Nigel Farage está envolvido em acusações de comportamento racista e antissemita durante o tempo em que estudava no Dulwich College. 28 ex-colegas relataram incidentes ocorridos na adolescência, conforme informações apuradas pelo Guardian. Farage nega as acusações, afirmando que poderia ter dito coisas ofensivas sem intenção maliciosa.

Kishwer Falkner, ex-presidente da EHRC, pediu um pedido de desculpas sem reservas, mesmo que Farage rejeite a ideia de racismo intencional. A fala veio após relatos emergirem de antigos colegas, destacando episódios de cunho racista e antissemita.

Entre os relatos recentes, Yinka Bankole contou que, aos 17 anos, Farage teria dito “That’s the way back to Africa” em situação no colégio. Farage e seus representantes argumentam que as lembranças podem ter distorcido com o tempo.

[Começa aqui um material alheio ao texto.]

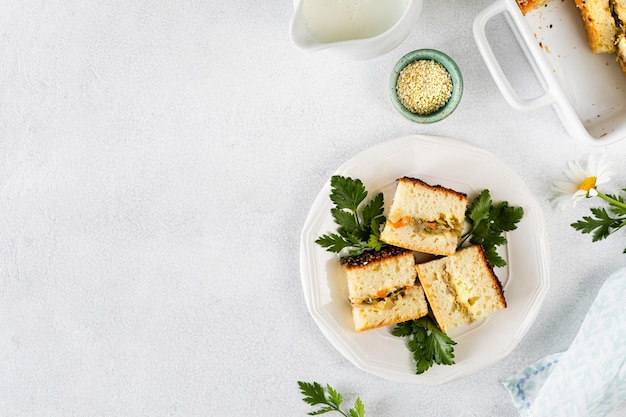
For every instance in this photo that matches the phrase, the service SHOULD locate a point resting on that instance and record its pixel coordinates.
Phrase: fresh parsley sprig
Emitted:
(488, 222)
(602, 224)
(427, 342)
(315, 394)
(359, 222)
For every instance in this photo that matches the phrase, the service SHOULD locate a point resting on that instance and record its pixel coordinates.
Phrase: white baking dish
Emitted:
(588, 91)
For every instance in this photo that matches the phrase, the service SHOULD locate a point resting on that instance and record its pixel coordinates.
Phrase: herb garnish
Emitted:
(427, 342)
(602, 224)
(315, 394)
(488, 222)
(359, 224)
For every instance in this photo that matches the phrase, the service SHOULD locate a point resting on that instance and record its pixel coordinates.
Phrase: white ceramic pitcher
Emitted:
(353, 29)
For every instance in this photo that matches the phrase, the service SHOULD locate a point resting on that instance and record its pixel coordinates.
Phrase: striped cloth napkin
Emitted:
(589, 379)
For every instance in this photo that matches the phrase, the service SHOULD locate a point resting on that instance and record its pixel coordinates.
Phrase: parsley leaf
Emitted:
(358, 221)
(488, 223)
(602, 224)
(427, 342)
(315, 394)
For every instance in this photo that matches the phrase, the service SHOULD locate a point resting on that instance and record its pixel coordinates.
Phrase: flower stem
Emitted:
(611, 201)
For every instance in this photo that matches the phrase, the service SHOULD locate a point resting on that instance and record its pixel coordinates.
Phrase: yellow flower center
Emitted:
(587, 184)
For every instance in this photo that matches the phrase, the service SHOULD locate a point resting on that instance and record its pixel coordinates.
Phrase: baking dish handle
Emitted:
(480, 23)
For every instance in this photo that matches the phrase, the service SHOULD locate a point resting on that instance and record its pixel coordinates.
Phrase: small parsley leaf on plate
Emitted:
(358, 221)
(488, 222)
(427, 342)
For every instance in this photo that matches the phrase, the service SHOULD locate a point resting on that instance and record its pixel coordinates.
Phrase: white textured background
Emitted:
(157, 162)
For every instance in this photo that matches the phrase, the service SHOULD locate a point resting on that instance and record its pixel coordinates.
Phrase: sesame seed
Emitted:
(424, 86)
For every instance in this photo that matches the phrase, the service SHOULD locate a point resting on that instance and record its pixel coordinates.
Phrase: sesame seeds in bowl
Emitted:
(425, 86)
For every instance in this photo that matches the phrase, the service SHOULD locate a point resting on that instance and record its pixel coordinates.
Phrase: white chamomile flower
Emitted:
(582, 181)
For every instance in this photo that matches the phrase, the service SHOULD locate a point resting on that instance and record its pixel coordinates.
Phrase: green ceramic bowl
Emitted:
(449, 65)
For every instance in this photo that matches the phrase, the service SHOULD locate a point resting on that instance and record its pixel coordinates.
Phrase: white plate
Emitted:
(457, 165)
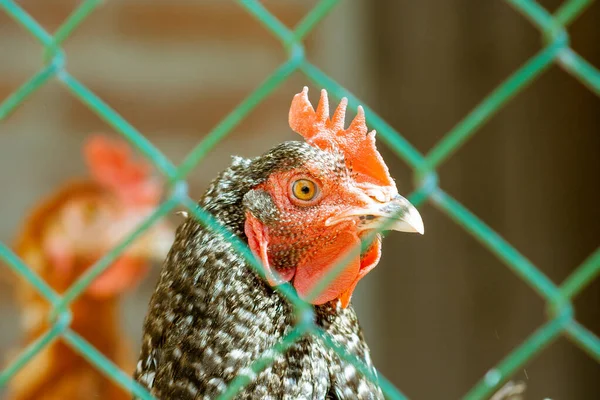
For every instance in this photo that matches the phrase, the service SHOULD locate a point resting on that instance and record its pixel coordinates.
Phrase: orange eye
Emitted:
(304, 189)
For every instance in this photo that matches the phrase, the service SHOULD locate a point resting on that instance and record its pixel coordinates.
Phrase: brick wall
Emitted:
(172, 68)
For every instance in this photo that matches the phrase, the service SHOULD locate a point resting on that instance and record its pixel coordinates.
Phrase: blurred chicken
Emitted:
(63, 237)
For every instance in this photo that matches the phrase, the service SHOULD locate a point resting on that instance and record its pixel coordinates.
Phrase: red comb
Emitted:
(112, 165)
(356, 143)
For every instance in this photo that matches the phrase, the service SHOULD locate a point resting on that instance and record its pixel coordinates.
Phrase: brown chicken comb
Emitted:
(112, 165)
(356, 143)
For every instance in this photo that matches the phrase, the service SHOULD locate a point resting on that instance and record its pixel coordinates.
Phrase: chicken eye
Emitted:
(304, 189)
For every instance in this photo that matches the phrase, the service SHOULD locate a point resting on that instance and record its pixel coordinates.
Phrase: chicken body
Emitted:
(300, 207)
(63, 236)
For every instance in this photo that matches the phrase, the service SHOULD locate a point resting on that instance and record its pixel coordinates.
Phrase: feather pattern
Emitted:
(211, 315)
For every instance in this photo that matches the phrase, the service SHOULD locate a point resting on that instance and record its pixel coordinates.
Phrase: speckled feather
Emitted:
(211, 315)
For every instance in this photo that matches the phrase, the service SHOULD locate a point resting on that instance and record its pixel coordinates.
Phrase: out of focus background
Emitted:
(440, 310)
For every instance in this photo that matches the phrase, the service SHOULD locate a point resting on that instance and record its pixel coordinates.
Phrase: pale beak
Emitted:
(405, 217)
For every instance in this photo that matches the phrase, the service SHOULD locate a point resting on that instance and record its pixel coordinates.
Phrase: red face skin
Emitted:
(301, 246)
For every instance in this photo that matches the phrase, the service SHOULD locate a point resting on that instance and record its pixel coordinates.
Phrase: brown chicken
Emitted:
(63, 237)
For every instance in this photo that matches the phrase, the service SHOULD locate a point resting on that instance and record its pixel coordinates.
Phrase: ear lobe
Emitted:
(258, 241)
(310, 272)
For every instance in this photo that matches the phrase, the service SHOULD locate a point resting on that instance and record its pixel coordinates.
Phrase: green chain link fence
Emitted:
(560, 311)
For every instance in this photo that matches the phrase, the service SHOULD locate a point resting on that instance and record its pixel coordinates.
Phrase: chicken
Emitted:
(65, 235)
(301, 207)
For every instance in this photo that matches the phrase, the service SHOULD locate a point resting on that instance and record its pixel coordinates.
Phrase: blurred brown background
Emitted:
(440, 310)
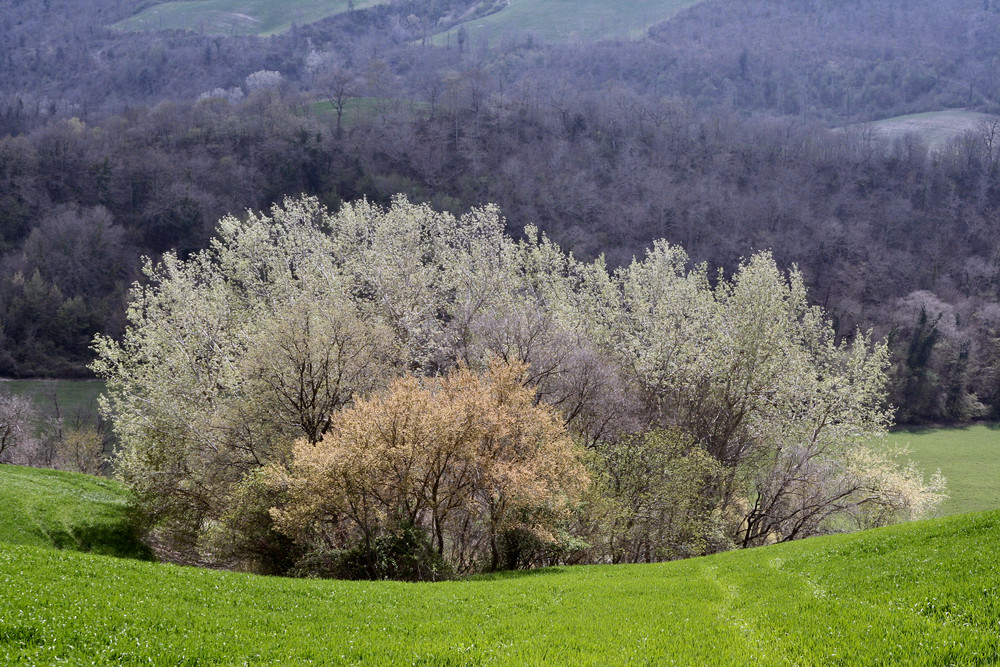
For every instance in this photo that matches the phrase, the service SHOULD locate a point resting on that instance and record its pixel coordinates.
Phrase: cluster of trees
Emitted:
(830, 60)
(397, 392)
(881, 231)
(605, 148)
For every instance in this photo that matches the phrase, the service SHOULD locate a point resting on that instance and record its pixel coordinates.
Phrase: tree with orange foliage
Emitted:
(469, 460)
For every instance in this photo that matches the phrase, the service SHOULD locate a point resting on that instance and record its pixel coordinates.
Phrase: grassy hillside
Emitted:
(921, 593)
(564, 21)
(936, 128)
(969, 457)
(237, 17)
(71, 396)
(48, 508)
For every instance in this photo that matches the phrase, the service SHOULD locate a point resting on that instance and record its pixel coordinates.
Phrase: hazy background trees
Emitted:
(711, 133)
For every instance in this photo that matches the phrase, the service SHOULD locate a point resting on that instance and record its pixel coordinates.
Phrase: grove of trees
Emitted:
(399, 392)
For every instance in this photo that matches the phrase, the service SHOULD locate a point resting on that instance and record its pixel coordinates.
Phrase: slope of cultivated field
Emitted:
(237, 17)
(936, 128)
(564, 21)
(968, 456)
(920, 593)
(49, 508)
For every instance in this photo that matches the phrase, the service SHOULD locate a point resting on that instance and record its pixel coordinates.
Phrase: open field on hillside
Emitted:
(48, 508)
(936, 128)
(236, 17)
(920, 593)
(68, 398)
(562, 21)
(969, 457)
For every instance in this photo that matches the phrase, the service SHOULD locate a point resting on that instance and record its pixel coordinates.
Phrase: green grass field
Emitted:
(236, 17)
(48, 508)
(568, 20)
(67, 397)
(936, 128)
(969, 457)
(920, 593)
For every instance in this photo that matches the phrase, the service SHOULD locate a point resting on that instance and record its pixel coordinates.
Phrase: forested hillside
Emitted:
(712, 132)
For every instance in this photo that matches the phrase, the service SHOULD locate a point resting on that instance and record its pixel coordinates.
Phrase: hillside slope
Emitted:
(921, 593)
(560, 21)
(64, 510)
(237, 17)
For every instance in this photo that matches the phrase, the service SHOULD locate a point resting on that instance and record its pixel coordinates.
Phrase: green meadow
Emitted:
(922, 593)
(63, 510)
(562, 21)
(969, 457)
(236, 17)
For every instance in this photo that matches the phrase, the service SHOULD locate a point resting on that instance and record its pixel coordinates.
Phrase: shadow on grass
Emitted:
(119, 540)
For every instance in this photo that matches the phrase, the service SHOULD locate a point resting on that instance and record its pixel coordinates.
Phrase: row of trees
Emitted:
(463, 401)
(881, 231)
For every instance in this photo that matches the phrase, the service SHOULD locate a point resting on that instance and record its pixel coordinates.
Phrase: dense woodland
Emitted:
(713, 132)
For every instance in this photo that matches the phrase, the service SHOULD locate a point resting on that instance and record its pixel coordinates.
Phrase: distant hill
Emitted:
(936, 128)
(237, 17)
(569, 20)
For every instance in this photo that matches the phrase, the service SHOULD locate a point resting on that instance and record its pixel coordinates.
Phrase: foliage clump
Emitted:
(325, 388)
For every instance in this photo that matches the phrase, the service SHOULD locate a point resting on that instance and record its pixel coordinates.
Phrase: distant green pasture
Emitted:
(936, 128)
(50, 508)
(237, 17)
(69, 397)
(568, 20)
(968, 456)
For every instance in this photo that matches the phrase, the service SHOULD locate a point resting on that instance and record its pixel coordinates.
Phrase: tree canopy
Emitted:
(294, 327)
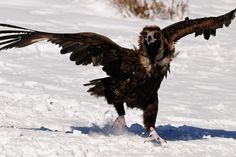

Durante entrevista coletiva, Farage reagiu de forma tensa a perguntas da imprensa, acusando emissoras de hipocrisia em relação a conteúdos de décadas atrás. A defesa sustenta que as observações não tinham natureza maliciosa.

Helen Whately, porta-voz Conservadora para Trabalho e Pensões, pediu clareza sobre os fatos. Ela afirmou que Farage deve ser transparente com o público sobre o que aconteceu, dada a gravidade das acusações.